Do we really need 55 county school systems?

Government bureaucracy announcements of plans to reorganize are often met with a fair amount of eye-rolling.  After meetings, studies and more meetings, the deck chairs get rearranged and life goes on pretty much as it was before.

In West Virginia, education reformers have been stonewalled by the “third rail” of education politics—the 55 separate and distinct county school systems.  Communities value the autonomy of the local school board, but also the school system has historically served as one of the largest, if not the largest, employer in the county.

Change is not high on most people’s agenda.  However, former UCLA basketball coach John Wooden used to say, “Failure is not fatal, but failure to change might be.”

For some months now, the West Virginia Board of Education Commission on School District Governance and Administration has been meeting (19 times in all) to try to figure out ways to consolidate some of the management and administrative functions of local school systems so superintendents, principals and administrators can concentrate more on their primary focus—student achievement.

The draft report suggests that things like business services, regulatory compliance, IT, transportation, food services, grant administration, human resources and more could be shifted from local boards to the RESAs (Regional Education Service Agencies). Each RESA serves multiple counties and could combine a number of these services, providing a much more streamlined solution.

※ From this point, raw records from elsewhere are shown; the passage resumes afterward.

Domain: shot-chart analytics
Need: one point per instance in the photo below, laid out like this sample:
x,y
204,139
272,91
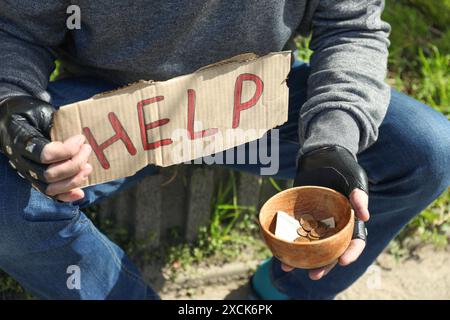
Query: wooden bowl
x,y
319,202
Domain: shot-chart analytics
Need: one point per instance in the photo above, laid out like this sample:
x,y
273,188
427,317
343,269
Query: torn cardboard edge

The state’s current model of handling nearly all of these services separately in each of the 55 counties is costly and inefficient.   A county with 1,400 or fewer students—we have seven of them—has to manage all the same administrative responsibilities as a county with 4,000 or more students.

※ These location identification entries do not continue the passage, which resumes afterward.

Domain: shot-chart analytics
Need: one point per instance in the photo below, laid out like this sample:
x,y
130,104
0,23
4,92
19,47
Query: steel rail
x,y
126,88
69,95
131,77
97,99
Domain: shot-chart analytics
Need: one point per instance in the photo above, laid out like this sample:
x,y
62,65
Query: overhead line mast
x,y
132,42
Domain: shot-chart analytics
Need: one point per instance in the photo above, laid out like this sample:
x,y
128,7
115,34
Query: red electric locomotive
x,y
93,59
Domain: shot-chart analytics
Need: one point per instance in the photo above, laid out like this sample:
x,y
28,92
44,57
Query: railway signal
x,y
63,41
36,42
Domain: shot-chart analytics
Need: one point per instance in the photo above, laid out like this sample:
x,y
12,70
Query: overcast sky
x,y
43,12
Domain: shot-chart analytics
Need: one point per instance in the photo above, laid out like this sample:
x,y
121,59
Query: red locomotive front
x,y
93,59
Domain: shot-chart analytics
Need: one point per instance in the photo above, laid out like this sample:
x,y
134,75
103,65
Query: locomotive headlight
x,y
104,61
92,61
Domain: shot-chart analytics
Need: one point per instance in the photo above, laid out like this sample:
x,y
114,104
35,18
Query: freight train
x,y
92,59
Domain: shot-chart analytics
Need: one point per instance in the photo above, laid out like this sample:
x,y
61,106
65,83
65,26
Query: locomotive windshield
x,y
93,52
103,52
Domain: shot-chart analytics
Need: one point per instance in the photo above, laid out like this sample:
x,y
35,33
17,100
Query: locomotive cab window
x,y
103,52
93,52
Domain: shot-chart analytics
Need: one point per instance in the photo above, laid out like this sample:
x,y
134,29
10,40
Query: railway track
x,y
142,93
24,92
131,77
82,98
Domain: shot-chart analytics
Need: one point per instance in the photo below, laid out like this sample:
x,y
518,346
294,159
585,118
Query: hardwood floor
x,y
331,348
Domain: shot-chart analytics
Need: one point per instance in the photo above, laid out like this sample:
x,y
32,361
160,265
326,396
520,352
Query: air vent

As a consequence, we have over 600 central office administrators in the 55 county school systems with an estimated salary and benefit cost of $65 million.   The state spent $116 million in fiscal year 2013 on county central office costs.

What if some of that money could be redirected to the classroom and administrators could be freed up to concentrate on student achievement instead of the management of services that are duplicated in each of the 55 counties?  Counties can still have their school boards and local control, but they could be focused more the primary purpose of a thorough and efficient education.

The commission’s recommendations represent a serious and thoughtful approach to improving public education in West Virginia. Let’s hope they are not cast aside or reduced to inconsequential deck chair shuffling.